Это окно содержит много управляющих параметров. Среди них - Популяция - Population и Поколения - Generations, Скорость мутаций - Mutation Rate и Скорость скрещивания - Crossover Rate. Если вы не знакомы с генетическими алгоритмами, то не стоит менять два последних параметра (рекомендуется взять значения по умолчанию). Параметры Популяция - Population и Поколения - Generations определяют, как много усилий алгоритм затрачивает на поиск.
Схема работы генетического алгоритма такова. Берется случайный набор, популяция, битовых строк (в нашем случае отдельный бит, соответствующий каждому входу, показывает, учитывать или нет соответствующую входную переменную) и оценивается степень их пригодности (т.е. качество получаемых решений). Затем плохие строки исключаются из рассмотрения, а из оставшихся порождаются новые строки с помощью искусственных генетических операций мутации и скрещивания. Таким образом, возникает новая популяция, и весь процесс повторяется, порождая все новые поколения, а в конце его отбирается наилучший экземпляр. Параметр Популяция - Population задает объем популяции индивидуумов, а параметр Поколения - Generations определяет, сколько раз будет повторен цикл отбора-порождения-оценки. Произведение этих двух чисел равно общему числу операций оценивания, которые алгоритм должен будет выполнить, и каждое оценивание включает построение PNN или GRNN сети и ее тестирование на контрольном множестве.

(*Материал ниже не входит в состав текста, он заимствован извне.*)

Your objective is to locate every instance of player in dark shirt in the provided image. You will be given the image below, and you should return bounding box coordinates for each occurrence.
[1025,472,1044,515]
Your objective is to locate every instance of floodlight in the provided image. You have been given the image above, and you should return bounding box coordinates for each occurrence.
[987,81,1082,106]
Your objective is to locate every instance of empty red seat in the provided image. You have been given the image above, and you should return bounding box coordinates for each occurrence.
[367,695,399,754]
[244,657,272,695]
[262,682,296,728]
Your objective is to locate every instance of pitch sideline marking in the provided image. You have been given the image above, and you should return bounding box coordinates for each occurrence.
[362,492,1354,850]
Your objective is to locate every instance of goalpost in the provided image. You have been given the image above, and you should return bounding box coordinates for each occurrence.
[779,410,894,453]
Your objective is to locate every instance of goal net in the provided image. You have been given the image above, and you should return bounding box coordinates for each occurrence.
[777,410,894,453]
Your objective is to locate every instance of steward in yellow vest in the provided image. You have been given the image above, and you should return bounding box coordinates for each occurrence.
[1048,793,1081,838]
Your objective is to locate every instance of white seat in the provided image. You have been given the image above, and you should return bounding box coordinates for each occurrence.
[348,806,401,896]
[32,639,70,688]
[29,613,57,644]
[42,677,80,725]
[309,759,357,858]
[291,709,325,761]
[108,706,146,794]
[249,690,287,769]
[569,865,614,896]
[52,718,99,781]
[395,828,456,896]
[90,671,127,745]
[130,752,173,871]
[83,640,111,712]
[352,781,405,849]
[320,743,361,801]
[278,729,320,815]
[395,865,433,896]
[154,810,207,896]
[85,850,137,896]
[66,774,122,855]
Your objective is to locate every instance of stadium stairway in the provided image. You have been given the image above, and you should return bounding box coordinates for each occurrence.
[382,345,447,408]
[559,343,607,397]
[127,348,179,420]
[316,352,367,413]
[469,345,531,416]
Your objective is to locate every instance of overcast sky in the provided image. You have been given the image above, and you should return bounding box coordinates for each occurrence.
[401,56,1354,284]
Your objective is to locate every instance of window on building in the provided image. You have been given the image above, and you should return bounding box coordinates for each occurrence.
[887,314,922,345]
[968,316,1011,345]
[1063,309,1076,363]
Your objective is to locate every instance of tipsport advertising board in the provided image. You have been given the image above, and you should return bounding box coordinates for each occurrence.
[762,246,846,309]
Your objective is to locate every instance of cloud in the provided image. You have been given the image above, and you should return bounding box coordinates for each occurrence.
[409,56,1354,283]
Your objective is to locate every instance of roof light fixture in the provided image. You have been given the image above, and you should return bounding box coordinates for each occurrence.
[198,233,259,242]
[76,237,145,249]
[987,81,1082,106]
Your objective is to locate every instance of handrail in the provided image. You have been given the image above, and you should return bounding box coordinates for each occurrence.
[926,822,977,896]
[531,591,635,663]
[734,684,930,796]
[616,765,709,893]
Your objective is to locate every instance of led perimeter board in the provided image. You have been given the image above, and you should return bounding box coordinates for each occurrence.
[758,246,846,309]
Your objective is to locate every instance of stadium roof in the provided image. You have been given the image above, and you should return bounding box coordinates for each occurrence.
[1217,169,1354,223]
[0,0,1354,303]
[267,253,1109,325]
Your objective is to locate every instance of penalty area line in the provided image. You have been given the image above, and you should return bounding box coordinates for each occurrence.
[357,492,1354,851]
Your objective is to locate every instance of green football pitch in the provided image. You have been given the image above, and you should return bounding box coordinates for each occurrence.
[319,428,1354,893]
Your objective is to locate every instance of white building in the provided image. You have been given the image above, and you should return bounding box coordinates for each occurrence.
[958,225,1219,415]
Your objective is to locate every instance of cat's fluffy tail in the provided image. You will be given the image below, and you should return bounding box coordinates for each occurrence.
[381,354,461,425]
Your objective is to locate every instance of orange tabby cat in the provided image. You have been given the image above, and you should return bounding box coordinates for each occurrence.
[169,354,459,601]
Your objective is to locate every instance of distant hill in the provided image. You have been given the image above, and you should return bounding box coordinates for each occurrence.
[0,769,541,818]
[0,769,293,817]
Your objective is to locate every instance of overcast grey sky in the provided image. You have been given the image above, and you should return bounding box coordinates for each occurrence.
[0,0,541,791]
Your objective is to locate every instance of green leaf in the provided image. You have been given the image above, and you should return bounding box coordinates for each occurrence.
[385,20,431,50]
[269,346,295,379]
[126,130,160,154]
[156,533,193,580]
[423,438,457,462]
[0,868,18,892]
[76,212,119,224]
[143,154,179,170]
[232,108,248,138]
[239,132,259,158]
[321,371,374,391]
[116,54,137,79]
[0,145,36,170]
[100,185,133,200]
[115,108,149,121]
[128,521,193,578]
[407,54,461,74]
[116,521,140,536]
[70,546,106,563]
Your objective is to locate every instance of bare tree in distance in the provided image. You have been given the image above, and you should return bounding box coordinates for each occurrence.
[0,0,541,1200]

При построении PNN или GRNN сети необходимо выбрать коэффициент сглаживания (Smoothing). В общем случае следует самостоятельно провести ряд экспериментов со всей совокупностью входных переменных, строя PNN или GRNN сети с различными коэффициентами сглаживания, и выбрать подходящее значение. К счастью, сети PNN и GRNN не слишком чувствительны к точному выбору коэффициента сглаживания, и в нашем случае вполне подойдет значение по умолчанию.
Как уже говорилось, иногда бывает полезно уменьшить число входов даже ценой некоторой потери точности, поскольку это улучшает способности сети к обобщению и уменьшает размер сети и время счета. Можно создать дополнительный стимул к исключению лишних переменных, назначив штраф за элемент (Unit Penalty). Это число будет умножаться на количество элементов, и результат будет прибавляться к уровню ошибки при оценке качества сети. Таким образом, будут штрафоваться большие по размеру сети. Обычно значения этого параметра (если он используется) берутся в интервале 0,01-0,001. В нашей задаче дополнительные переменные не несут никакой информации и действительно будут ухудшать качество сети, поэтому нет необходимости специально задавать еще и штраф за элемент.
Нажмите кнопку Запуск - Run. При выполнении генетического алгоритма с параметрами по умолчанию он проделает 10000 оцениваний (популяция объемом 100 и 100 поколений). Однако в нашей задаче имеется всего семь кандидатов во входные переменные (четыре настоящих и три добавленные), поэтому число всевозможных комбинаций равно всего 128 (два в седьмой степени). Программа ST Neural Networks сама обнаружит это обстоятельство и вместо описанных действий выполнит оценивание полным перебором вариантов (соответствующая информация будет выдана в строке сообщений).
По окончании работы алгоритма откроется окно с таблицей, в которой будет указано, какие переменные были признаны полезными, а какие нет (соответственно Да - Yes или Нет - No). Переменные, которые не рассматривались как кандидаты во входной набор (в данной задаче - выходная переменная) будут помечены как неучитываемые. Если вы все сделали правильно, алгоритм отберет настоящие переменные задачи и отбросит вновь добавленные.
Нажмите кнопку Применить - Apply. Программа ST Neural Networks применит найденный шаблон к исходным данным, и у тех переменных, которые были отвергнуты алгоритмом, изменит тип на Неучитываемая -Ignore.
Теперь сделаем параметр Штраф за элемент - Unit Penalty равным 0,01 и снова нажмем кнопку Запуск - Run. На этот раз мы побуждаем алгоритм уменьшать число входов, даже ценой некоторого увеличения ошибки. Конкретный результат будет зависеть от того, какие наблюдения были взяты в обучающее и контрольное множества. Скорее всего, однако, окажется, что переменные PLENGTH и PW1DTH будут отобраны, а переменные SLENGTH и SWIDTH - отвергнуты. Экспериментируя с различными значениями штрафа за элемент, вы сможете приблизительно упорядочить входные переменные по степени важности.